# Saudi prince sues Los Angeles to hasten mansion plans



## mark handler (May 23, 2012)

Saudi prince sues Los Angeles to hasten mansion plans

By Mary Slosson

Tue May 22, 2012 9:25pm EDT

http://www.reuters.com/article/2012/05/23/us-usa-saudi-mansion-idUSBRE84M02Z20120523

(Reuters) - A Saudi prince seeking to build a sprawling mansion in the famous 90210 zip code in the mountains above Beverly Hills, a project that has drawn opposition from neighbors, has sued the city of Los Angeles to hasten its construction.
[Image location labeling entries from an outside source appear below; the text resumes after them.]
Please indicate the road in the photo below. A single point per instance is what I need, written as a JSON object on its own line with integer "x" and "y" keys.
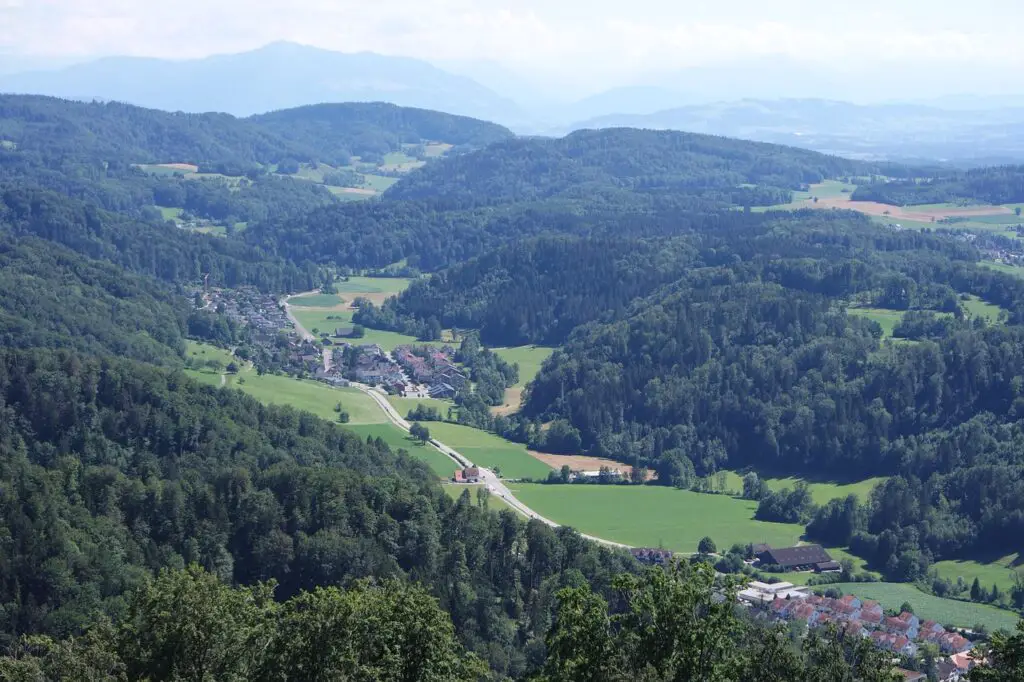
{"x": 494, "y": 483}
{"x": 303, "y": 332}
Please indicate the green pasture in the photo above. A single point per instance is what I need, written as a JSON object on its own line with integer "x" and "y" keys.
{"x": 495, "y": 502}
{"x": 1001, "y": 571}
{"x": 317, "y": 301}
{"x": 489, "y": 451}
{"x": 654, "y": 516}
{"x": 529, "y": 359}
{"x": 926, "y": 606}
{"x": 398, "y": 439}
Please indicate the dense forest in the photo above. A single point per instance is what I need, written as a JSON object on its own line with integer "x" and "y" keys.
{"x": 155, "y": 528}
{"x": 980, "y": 185}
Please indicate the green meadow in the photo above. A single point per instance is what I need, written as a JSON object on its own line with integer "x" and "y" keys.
{"x": 654, "y": 516}
{"x": 398, "y": 439}
{"x": 489, "y": 451}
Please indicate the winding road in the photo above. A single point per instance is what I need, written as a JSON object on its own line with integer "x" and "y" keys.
{"x": 494, "y": 483}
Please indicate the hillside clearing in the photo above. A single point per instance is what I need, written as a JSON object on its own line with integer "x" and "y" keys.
{"x": 654, "y": 516}
{"x": 945, "y": 611}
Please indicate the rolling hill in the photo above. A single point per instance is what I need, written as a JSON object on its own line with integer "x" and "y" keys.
{"x": 278, "y": 76}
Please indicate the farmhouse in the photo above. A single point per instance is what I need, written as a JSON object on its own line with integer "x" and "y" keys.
{"x": 805, "y": 557}
{"x": 651, "y": 556}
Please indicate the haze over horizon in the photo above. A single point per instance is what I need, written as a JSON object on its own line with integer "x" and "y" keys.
{"x": 870, "y": 52}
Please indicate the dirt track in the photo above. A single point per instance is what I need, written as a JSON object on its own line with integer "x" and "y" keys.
{"x": 909, "y": 213}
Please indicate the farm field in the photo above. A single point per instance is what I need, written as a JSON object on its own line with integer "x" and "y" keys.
{"x": 529, "y": 358}
{"x": 494, "y": 502}
{"x": 945, "y": 611}
{"x": 979, "y": 308}
{"x": 317, "y": 301}
{"x": 1016, "y": 270}
{"x": 654, "y": 516}
{"x": 821, "y": 492}
{"x": 398, "y": 439}
{"x": 489, "y": 451}
{"x": 403, "y": 406}
{"x": 1001, "y": 571}
{"x": 886, "y": 318}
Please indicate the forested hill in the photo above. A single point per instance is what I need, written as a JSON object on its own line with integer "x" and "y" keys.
{"x": 115, "y": 132}
{"x": 1004, "y": 184}
{"x": 374, "y": 128}
{"x": 645, "y": 161}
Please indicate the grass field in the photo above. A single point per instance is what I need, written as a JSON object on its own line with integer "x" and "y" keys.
{"x": 946, "y": 611}
{"x": 654, "y": 516}
{"x": 489, "y": 451}
{"x": 312, "y": 396}
{"x": 494, "y": 502}
{"x": 404, "y": 405}
{"x": 398, "y": 439}
{"x": 378, "y": 182}
{"x": 1001, "y": 571}
{"x": 887, "y": 318}
{"x": 317, "y": 301}
{"x": 529, "y": 358}
{"x": 979, "y": 308}
{"x": 328, "y": 321}
{"x": 1015, "y": 270}
{"x": 373, "y": 286}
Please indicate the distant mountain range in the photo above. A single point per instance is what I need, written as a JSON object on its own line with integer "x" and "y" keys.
{"x": 279, "y": 76}
{"x": 890, "y": 131}
{"x": 749, "y": 100}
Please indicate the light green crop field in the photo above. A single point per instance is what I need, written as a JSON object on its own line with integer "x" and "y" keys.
{"x": 358, "y": 285}
{"x": 378, "y": 182}
{"x": 317, "y": 301}
{"x": 821, "y": 492}
{"x": 398, "y": 439}
{"x": 170, "y": 213}
{"x": 654, "y": 516}
{"x": 206, "y": 351}
{"x": 945, "y": 611}
{"x": 1001, "y": 571}
{"x": 1016, "y": 270}
{"x": 403, "y": 406}
{"x": 494, "y": 502}
{"x": 826, "y": 189}
{"x": 328, "y": 321}
{"x": 979, "y": 308}
{"x": 529, "y": 358}
{"x": 489, "y": 451}
{"x": 312, "y": 396}
{"x": 887, "y": 318}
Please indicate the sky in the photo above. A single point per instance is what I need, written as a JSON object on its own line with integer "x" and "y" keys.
{"x": 584, "y": 42}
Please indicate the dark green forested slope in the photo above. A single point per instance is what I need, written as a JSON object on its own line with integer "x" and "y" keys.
{"x": 1004, "y": 184}
{"x": 335, "y": 132}
{"x": 536, "y": 291}
{"x": 144, "y": 248}
{"x": 110, "y": 470}
{"x": 644, "y": 161}
{"x": 757, "y": 364}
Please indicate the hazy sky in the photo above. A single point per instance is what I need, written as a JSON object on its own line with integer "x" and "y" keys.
{"x": 592, "y": 40}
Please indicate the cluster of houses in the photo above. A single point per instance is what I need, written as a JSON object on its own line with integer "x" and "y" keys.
{"x": 467, "y": 475}
{"x": 374, "y": 367}
{"x": 433, "y": 368}
{"x": 246, "y": 305}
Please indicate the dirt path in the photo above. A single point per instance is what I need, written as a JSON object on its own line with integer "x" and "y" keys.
{"x": 494, "y": 483}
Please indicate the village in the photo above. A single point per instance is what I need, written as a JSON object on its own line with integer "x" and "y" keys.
{"x": 901, "y": 634}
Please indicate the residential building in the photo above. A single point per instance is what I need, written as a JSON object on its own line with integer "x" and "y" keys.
{"x": 805, "y": 557}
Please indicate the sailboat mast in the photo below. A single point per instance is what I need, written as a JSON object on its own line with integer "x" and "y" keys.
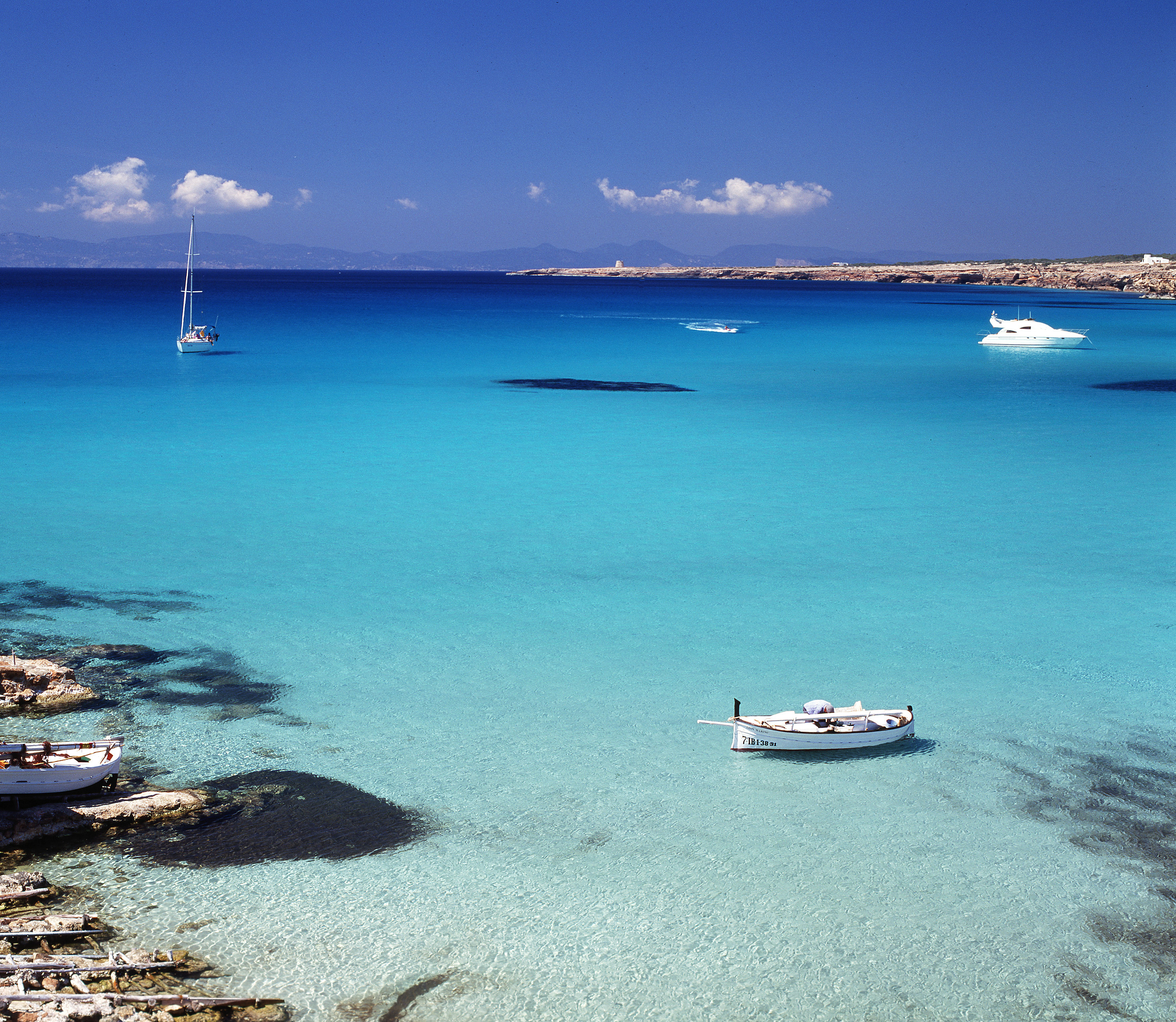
{"x": 187, "y": 278}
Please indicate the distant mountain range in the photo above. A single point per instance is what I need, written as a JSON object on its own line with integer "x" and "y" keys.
{"x": 238, "y": 252}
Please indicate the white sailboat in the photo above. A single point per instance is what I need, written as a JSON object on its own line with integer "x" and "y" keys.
{"x": 193, "y": 338}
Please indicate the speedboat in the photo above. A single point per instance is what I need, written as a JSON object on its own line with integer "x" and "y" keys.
{"x": 820, "y": 726}
{"x": 714, "y": 329}
{"x": 55, "y": 768}
{"x": 1030, "y": 333}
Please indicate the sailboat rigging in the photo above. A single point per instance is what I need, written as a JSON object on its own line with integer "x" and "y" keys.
{"x": 193, "y": 338}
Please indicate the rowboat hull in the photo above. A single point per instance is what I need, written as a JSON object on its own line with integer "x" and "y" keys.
{"x": 748, "y": 738}
{"x": 193, "y": 346}
{"x": 59, "y": 778}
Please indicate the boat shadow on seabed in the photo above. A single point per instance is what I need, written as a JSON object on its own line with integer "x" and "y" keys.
{"x": 907, "y": 747}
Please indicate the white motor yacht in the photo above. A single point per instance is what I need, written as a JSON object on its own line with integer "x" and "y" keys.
{"x": 1030, "y": 333}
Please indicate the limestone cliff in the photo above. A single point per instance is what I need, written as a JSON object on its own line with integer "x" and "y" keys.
{"x": 1149, "y": 282}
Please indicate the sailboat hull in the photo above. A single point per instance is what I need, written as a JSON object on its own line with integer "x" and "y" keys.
{"x": 193, "y": 346}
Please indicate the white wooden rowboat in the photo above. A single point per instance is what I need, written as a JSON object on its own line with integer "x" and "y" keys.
{"x": 53, "y": 768}
{"x": 846, "y": 728}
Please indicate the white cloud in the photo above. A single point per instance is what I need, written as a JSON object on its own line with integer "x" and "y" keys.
{"x": 110, "y": 194}
{"x": 212, "y": 194}
{"x": 735, "y": 198}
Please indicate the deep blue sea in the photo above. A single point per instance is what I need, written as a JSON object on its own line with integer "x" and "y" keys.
{"x": 507, "y": 608}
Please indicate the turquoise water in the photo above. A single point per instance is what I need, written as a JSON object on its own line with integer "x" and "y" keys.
{"x": 507, "y": 608}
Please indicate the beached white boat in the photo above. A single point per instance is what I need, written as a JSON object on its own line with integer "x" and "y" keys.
{"x": 193, "y": 338}
{"x": 1032, "y": 334}
{"x": 53, "y": 768}
{"x": 820, "y": 726}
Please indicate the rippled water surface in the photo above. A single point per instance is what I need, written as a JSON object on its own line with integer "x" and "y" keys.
{"x": 505, "y": 608}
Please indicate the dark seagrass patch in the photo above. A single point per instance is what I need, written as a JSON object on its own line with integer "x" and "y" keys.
{"x": 280, "y": 815}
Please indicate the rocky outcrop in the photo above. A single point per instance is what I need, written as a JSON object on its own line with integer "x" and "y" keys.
{"x": 22, "y": 827}
{"x": 1149, "y": 282}
{"x": 25, "y": 681}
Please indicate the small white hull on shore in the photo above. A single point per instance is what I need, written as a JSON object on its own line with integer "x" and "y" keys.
{"x": 845, "y": 728}
{"x": 55, "y": 768}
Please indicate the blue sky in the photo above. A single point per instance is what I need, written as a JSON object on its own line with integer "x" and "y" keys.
{"x": 1021, "y": 127}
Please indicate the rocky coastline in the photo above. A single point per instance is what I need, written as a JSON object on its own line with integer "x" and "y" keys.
{"x": 39, "y": 680}
{"x": 1147, "y": 280}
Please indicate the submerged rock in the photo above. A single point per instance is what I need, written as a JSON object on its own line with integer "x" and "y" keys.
{"x": 78, "y": 655}
{"x": 280, "y": 815}
{"x": 566, "y": 384}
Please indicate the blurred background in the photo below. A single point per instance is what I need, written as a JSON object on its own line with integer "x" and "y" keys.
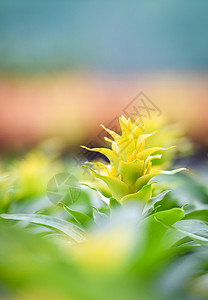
{"x": 67, "y": 66}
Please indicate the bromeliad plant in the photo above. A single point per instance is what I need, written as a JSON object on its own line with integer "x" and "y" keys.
{"x": 130, "y": 169}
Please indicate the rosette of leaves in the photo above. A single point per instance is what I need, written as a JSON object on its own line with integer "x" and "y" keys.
{"x": 127, "y": 175}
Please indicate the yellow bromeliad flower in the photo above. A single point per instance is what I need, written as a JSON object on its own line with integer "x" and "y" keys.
{"x": 129, "y": 171}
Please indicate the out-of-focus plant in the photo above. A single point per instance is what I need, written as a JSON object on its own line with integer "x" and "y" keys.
{"x": 128, "y": 245}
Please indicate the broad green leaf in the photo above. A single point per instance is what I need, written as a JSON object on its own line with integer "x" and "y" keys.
{"x": 114, "y": 203}
{"x": 73, "y": 231}
{"x": 80, "y": 217}
{"x": 201, "y": 214}
{"x": 197, "y": 230}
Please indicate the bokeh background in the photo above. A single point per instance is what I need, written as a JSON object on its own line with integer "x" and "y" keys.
{"x": 67, "y": 66}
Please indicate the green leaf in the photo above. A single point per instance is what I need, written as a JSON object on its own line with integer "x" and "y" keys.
{"x": 195, "y": 229}
{"x": 73, "y": 231}
{"x": 114, "y": 203}
{"x": 201, "y": 214}
{"x": 83, "y": 219}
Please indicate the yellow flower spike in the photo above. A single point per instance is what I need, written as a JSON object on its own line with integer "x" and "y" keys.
{"x": 130, "y": 168}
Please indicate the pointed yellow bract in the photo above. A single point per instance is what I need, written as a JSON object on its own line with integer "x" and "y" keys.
{"x": 130, "y": 164}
A land development company belonging to Prince Abdul Aziz, the third son of Saudi King Abdullah and the Gulf Arab kingdom's deputy foreign minister, said in a lawsuit that California neighbors who oppose the project had pressured the city into requiring an environmental impact study.

In a lawsuit filed in Los Angeles Superior Court on Friday, the prince's company, Tower Lane Properties, said such a review was unnecessary.

"Petitioner carefully designed the project to minimize impacts on the environment and the surrounding area," it reads, adding that it "requires no discretionary approvals."

Prince Abdul Aziz purchased the land in 2009 and applied for permits to build three residences on the five-acre property. The city has so far not issued the necessary building permits, leaving the project in limbo.

Neighbors in the posh Benedict Canyon community went into an uproar over the initial proposed 85,000-square-foot compound, with an opposition group called the Save Benedict Canyon Campaign formed to halt the prince's plans.

In response to the opposition, a scaled-back construction plan totaling roughly 60,000 square feet was presented in 2010, the lawsuit said. Nonetheless, tension between the community and the developers is still intense.

The Save Benedict Canyon campaign says the scale of the construction is "like building a Walmart in our neighborhood," and that the construction crews needed for the project will overwhelm local streets with dirt, industrial equipment, and noise pollution.

Yet the project's lawyer, Benjamin Reznik, wrote in November 2011 that similarly sized houses upwards of 52,000 square feet have been built in the neighborhood without any additional review, and the prince's proposal is not even the largest residential project in the area.

The city's planning department was inexplicably and erroneously demanding the project undergo "additional, unnecessary and inapplicable steps in the plan check review process, before the project is cleared for construction," he wrote, calling the treatment of the Saudi prince "unfair."

Reznik said he expected a hearing on the matter in the coming months but would not comment on the litigation.

Should the luxury property eventually be given the green light, Prince Abdul Aziz could count among his neighbors David and Victoria Beckham and Bruce Springsteen.

Local opponents to the mansion construction have found an ally in Los Angeles Council member Paul Koretz, who represents the neighborhood.

"The council member feels that any proposed project needs to undergo the appropriate scrutiny and discussion required by city policies," said Paul Neuman, the councilman's director of communications.

"Those policies allow for community input and help protect the environment. That's as true in this case as it is in any case," Neuman said.

(Reporting by Mary Slosson; Editing by Cynthia Johnston and Lisa Shumaker)


----------



## Mark K (May 23, 2012)

Has the City given a reason based in law for requiring the environmental review?


----------



## Papio Bldg Dept (May 24, 2012)

wow, Councilman Koretz has Cool Hand Luke as his director of communications.  Must be a good gig if you can get it.


----------